According to his family, Kazan was raised in Queens and attended Polytechnic University to study aeronautical engineering, graduating with a bachelor’s degree in 1949 and a master’s degree in 1950. After a brief stint at Boeing, Kazan accepted a position in Farmingdale with the Republic Aviation Company, which ultimately changed its name to Fairchild-Republic.

While employed there, Kazan was appointed project manager for the creation of the A-10 Thunderbolt II, also known as the “Warthog” due to its bulky and ungainly appearance.

“There was a major in the Air Force… He saw the first couple of ones,” Kazan told Newsday in 2003. “He said, ‘Geez, that thing is as ugly as a warthog.’ And it stuck.”

In October 1975, the first A-10A produced was delivered to Davis-Monthan Air Force Base in Arizona. In the 1970s and 1980s, more than 700 A-10 Thunderbolt II airplanes were produced. In September 2007, the upgraded A-10C achieved initial operational capability. The U.S. and its allies have found great value in the combination of its vast and diversified ordnance load, lengthy loiter time, precise weapons delivery, austere field capability, and survivability. The aircraft is equipped with a seven-barrel GAU-8/A 30mm Gatling gun, with a maximum rate of fire of 3,900 rounds per minute, which can be used to take out tanks among other targets.

“He heard one guy after another say to him, ‘That plane saved my life. It was full of holes and it still flew me back safely,” Kazan’s wife of 55 years, Dorothy, said. “It was the love of his life, that airplane.”

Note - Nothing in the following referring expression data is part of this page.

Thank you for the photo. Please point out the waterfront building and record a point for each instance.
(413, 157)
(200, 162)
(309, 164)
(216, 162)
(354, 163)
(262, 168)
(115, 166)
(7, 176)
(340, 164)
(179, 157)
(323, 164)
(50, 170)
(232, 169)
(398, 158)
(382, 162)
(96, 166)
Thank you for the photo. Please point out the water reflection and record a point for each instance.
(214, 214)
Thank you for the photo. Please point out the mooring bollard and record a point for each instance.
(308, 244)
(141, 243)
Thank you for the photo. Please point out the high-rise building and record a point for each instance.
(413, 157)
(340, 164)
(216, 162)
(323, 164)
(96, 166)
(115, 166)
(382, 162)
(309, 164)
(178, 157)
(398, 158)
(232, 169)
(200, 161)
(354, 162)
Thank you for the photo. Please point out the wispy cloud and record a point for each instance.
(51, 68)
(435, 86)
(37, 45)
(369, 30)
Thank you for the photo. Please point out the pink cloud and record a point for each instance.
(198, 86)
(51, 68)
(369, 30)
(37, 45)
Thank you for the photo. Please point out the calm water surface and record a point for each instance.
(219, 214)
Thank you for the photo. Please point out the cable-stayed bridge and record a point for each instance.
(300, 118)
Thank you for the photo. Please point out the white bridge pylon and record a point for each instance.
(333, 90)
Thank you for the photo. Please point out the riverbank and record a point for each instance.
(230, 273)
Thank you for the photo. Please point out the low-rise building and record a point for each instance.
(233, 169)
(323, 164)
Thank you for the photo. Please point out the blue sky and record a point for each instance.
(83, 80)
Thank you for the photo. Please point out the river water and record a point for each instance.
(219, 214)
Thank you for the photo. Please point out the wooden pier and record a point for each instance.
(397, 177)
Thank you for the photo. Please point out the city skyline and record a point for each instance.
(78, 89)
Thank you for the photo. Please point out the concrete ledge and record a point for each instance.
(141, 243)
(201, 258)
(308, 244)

Kazan was even more devoted to his family, which included his two daughters, according to relatives.

“He would work 16 hours and he would come home and there was no running and hiding or anything like that… He would have the girls out sleigh riding,” said his son-in-law, Stephen Kazan, who took his family’s name. “He was a dad first and an engineer second… He was one of those guys who got it right.”